Estamos viendo a un hombre que se prepara para ir a trabajar. Se
despierta, se lava la cara, se viste, se toma el café. Mira el reloj y es
tarde, apresura el café, se pone el abrigo y aparece su mujer, despeinada y en
pijama, “¿a dónde vas?”, le pregunta. “Al trabajo”, le responde mientras coge
las llaves de la entrada. “Cariño…, te despidieron ayer”, le dice la mujer muy
seria. “¿De qué estás hablando?”, le responde mientras da un paso hacia la
puerta, ella se coloca delante, mirándole fijamente a los ojos. Él está
pasmado, no comprende por qué su mujer dice eso, sería una estupidez que
hubiera olvidado su propio despido y más si fue el día anterior, eso pensó en
los pocos segundos de silencio mientras ella lo miraba con tristeza a los ojos.
“Eso es estúpido, tengo que irme” le dijo. Su mujer baja la cabeza y se aparta
a un lado, él sale por la puerta rápidamente, cerrando de un golpe seco.
Avanza por el
pasillo dirección al ascensor colocándose el macuto. Luego pensaría el porqué
de aquella situación, ahora llegaba tarde. Aprieta el botón del ascensor con
rapidez y espera mientras cambia su peso de una pierna a otra. Tras el ding se lanza dentro del habitáculo y,
esta vez con furia, hunde el dedo en el 0.
8…, 7…, 6…, 5…, 4…., 3….; las puertas
se abren. Mira hacia el oscuro pasillo, las escaleras, el pasamanos. Las
puertas se cierran. Lentamente mira hacia el panel de los botones, su mirada se
detiene en el botón verde del 0. Es
un botón diferente a los demás, está situado en la parte más inferior y sobresale
mucho más que el resto. Baja la cabeza y rompe a llorar.
Ella está sentada
en la cocina cuando escucha la puerta. También escucha como deja la bolsa sobra
la mesa de la entrada. Se levanta y se queda debajo del marco de la puerta. Él
está allí, de pie, sin moverse, mirando la bolsa. “No quería asumirlo”, dice
con la voz cortada. “No podía aceptarlo—insiste tras una pausa—. No quería.

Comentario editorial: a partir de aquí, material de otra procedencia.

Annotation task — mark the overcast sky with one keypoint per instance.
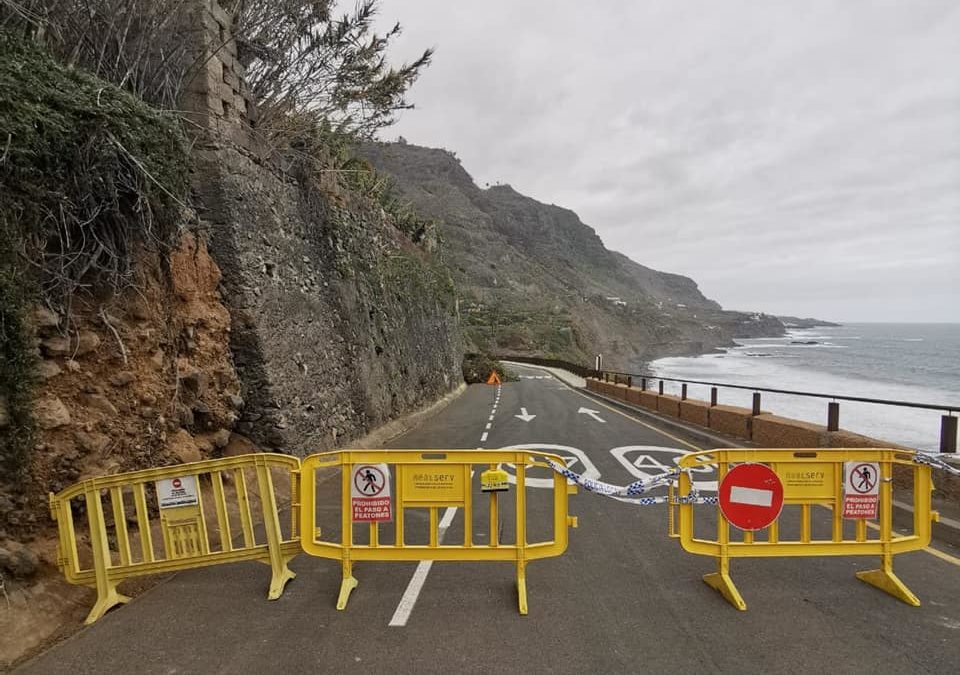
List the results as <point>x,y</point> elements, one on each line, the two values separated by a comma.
<point>795,157</point>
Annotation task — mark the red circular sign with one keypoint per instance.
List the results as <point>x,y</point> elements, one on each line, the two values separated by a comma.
<point>369,480</point>
<point>751,496</point>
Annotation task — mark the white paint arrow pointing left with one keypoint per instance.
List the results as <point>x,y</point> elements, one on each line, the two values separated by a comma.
<point>593,413</point>
<point>525,416</point>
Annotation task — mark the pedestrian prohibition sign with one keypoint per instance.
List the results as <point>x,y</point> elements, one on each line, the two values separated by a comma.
<point>370,493</point>
<point>751,496</point>
<point>861,489</point>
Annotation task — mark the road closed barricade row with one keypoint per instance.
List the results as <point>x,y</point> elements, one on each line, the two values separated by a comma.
<point>390,493</point>
<point>773,492</point>
<point>112,528</point>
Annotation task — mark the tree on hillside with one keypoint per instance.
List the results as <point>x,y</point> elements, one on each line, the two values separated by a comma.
<point>304,63</point>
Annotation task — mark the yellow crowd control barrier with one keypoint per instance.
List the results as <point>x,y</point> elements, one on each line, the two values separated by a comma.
<point>169,501</point>
<point>809,478</point>
<point>429,481</point>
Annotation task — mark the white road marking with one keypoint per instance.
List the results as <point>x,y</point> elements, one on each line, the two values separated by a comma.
<point>593,413</point>
<point>751,496</point>
<point>524,415</point>
<point>409,599</point>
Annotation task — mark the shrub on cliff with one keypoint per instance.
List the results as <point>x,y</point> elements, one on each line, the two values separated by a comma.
<point>87,172</point>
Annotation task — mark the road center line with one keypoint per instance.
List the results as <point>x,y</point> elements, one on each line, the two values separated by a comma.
<point>409,599</point>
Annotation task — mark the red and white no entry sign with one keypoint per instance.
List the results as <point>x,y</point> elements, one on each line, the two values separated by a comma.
<point>751,496</point>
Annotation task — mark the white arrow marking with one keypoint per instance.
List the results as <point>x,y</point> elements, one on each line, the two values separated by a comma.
<point>593,413</point>
<point>525,416</point>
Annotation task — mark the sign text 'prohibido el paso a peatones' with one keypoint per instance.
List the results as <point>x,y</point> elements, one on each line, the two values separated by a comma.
<point>370,493</point>
<point>861,489</point>
<point>180,491</point>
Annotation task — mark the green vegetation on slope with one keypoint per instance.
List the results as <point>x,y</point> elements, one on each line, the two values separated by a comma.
<point>88,173</point>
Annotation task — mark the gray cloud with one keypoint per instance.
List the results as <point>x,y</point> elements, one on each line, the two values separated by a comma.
<point>798,158</point>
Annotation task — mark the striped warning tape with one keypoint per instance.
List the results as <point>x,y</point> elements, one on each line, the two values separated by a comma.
<point>633,491</point>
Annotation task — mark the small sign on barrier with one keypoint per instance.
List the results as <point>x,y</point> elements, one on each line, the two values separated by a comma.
<point>494,480</point>
<point>861,489</point>
<point>808,481</point>
<point>442,483</point>
<point>179,491</point>
<point>370,494</point>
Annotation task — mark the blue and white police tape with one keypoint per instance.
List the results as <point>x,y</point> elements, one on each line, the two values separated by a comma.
<point>934,461</point>
<point>630,493</point>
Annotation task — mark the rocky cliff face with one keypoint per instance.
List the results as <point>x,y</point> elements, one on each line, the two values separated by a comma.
<point>340,322</point>
<point>535,280</point>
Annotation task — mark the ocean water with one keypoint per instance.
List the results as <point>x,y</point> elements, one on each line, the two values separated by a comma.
<point>904,362</point>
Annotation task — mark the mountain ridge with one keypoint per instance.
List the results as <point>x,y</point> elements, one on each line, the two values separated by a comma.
<point>537,281</point>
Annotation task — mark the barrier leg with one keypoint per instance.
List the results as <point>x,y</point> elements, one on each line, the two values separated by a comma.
<point>721,581</point>
<point>522,586</point>
<point>888,582</point>
<point>271,524</point>
<point>347,585</point>
<point>107,595</point>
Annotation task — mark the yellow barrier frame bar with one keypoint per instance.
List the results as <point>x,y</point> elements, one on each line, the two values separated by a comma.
<point>348,552</point>
<point>105,575</point>
<point>889,543</point>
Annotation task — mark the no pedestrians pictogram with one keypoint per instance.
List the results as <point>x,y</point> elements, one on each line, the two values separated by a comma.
<point>864,479</point>
<point>370,493</point>
<point>861,490</point>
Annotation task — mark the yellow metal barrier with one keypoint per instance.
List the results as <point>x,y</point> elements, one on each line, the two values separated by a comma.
<point>431,480</point>
<point>810,478</point>
<point>176,494</point>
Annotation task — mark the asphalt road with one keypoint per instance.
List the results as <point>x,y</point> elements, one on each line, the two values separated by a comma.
<point>623,598</point>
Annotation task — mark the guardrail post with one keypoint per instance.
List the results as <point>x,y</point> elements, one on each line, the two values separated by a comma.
<point>948,433</point>
<point>107,595</point>
<point>271,525</point>
<point>833,416</point>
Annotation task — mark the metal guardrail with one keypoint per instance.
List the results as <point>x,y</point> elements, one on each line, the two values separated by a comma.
<point>170,501</point>
<point>428,480</point>
<point>809,478</point>
<point>948,422</point>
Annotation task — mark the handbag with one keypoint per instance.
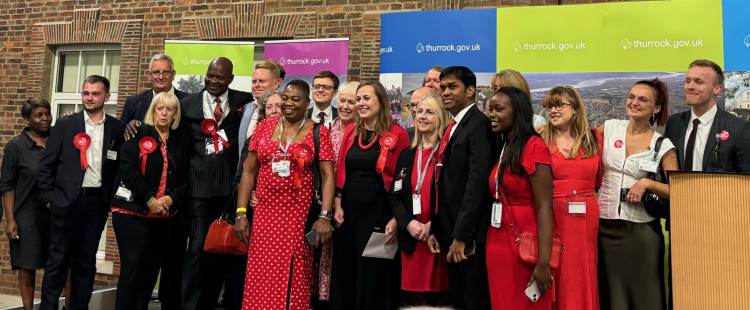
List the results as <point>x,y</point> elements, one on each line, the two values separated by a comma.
<point>528,246</point>
<point>654,205</point>
<point>317,201</point>
<point>220,238</point>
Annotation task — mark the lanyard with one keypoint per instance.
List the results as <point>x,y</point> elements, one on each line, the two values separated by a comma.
<point>497,175</point>
<point>283,147</point>
<point>421,174</point>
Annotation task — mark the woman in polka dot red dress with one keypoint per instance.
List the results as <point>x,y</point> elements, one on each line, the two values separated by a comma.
<point>279,169</point>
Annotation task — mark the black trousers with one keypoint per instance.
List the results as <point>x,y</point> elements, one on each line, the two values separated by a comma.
<point>142,243</point>
<point>172,265</point>
<point>468,282</point>
<point>203,273</point>
<point>74,240</point>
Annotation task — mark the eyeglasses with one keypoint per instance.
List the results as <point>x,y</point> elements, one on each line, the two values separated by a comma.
<point>322,86</point>
<point>162,73</point>
<point>558,107</point>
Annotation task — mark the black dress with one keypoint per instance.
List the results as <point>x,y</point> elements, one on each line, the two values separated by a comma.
<point>361,282</point>
<point>19,169</point>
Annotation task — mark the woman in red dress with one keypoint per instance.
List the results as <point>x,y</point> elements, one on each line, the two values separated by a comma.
<point>279,262</point>
<point>522,182</point>
<point>423,275</point>
<point>576,168</point>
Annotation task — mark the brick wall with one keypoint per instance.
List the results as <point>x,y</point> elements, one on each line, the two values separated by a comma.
<point>33,29</point>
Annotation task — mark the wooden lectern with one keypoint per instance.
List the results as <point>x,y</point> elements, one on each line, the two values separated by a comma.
<point>710,240</point>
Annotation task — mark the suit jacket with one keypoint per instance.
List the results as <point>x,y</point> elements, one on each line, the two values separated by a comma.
<point>401,201</point>
<point>60,176</point>
<point>137,105</point>
<point>143,187</point>
<point>463,190</point>
<point>211,175</point>
<point>730,155</point>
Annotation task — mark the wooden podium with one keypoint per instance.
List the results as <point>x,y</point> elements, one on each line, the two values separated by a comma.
<point>710,240</point>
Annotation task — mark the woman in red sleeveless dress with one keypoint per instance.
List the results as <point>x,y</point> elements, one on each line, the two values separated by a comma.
<point>576,153</point>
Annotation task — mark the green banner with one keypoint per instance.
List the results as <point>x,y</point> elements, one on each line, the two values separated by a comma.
<point>193,57</point>
<point>661,35</point>
<point>550,38</point>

Quizá pretendía autoconvencerme de que no había pasado”. Solo se escucha el tic, tac del reloj. Él estalla en un mar
de lágrimas; histérico y agitado no para de repetir “(…) es imposible”, “(…) no
podemos vivir”, “(…) ¿qué haremos ahora?”. Las palabras brotan entre
sollozos, un poco de baba cae sobre el abrigo, las lágrimas mojan el cuello de la
camisa. Ella está rígida bajo el marco de la puerta. “Huele”, se escucha, pero
él no puede parar, nada importa salvo su ataque de tristeza. “¡Huele!”, dice ella más fuerte, pero
“(…) Hipoteca” se ahoga. Movimiento. Lo sujeta por los hombros de un salto, le
abofetea la cara, la rabia cesa de inmediato. “Maldito imbécil—grita—no puedes
hacer esta mierda. ¡NO puedes! Compórtate. Asúmelo. ¡HUELE!”. Él la mira con
los ojos muy abiertos, “¿Qué?”, logra decir tras un momento. “¡Que respires por la nariz pedazo de hijo
de puta!”, le grita a escasos centímetros de la cara. Como un autómata respira
por la nariz absorbiendo toda la mucosidad. “Tostadas…”, masculla con tranquilidad. “Tostadas”, repite. Huele. “¿Se queman?” dice él con un hilo de voz
limpiándose la cara con la manga del abrigo. “Se queman”, confirma.
Se levantan. Él
corre a la tostadora y saca dos tostadas negras y humeantes. Con rapidez
–aunque quemándose los dedos- las tira sobre la encimera. Se vuelve y mira a su
mujer. Ella le devuelve la mirada. “Soluciona eso, lo primero; luego veremos qué hacemos, ¿vale? Te espero en la mesa”, dice ella con la sonrisa más perfecta del universo.